Ao longe a ponte sendo construída, a que ligará Porto do Cavalo à Terra Caída, interligando as duas rodovias da Linha Verde, baiana e sergipana. Com tanta tralha, demoramos no embarque, e a Marinha, nos observando, veio fazer uma vistoria, nos atrasando mais um pouco; conferiu a documentação do barco, a existência dos coletes salva-vidas, nos liberando. O barulho de trovões anunciava a trovoada, que já pintava a tudo de cinzento; foi só barulho, pois foi cair em outro canto...
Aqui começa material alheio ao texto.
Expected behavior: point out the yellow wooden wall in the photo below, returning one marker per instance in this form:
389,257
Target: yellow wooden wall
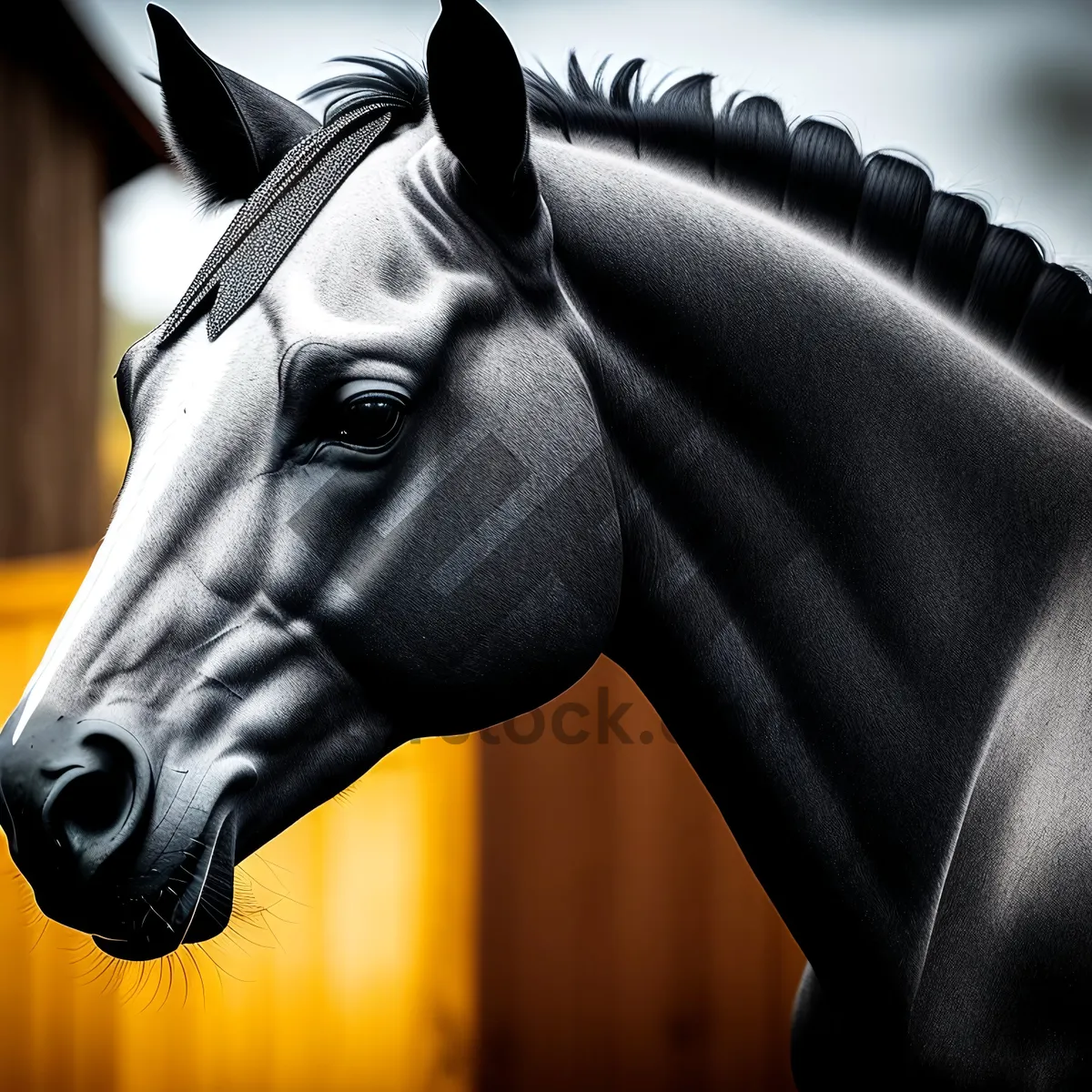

O Capitão Alberto Perereca acionou o motor, o Ajudante Bida recolheu a prancha, enfim partimos numa navegação diferente, onde os passageiros eram gente nossa, nossas magrinhas, dentro e sobre o teto da embarcação dispostas com esmero, e todos nós, navegantes a cantar em alegria, aquela musiquinha, não incidental: "Se a canoa não virar..., olê, olê, olá..!".

Navegamos sob os respingos que nos tentavam brindar, do bigode que a proa fazia levantar, ao trilhar aquele rio quase mar...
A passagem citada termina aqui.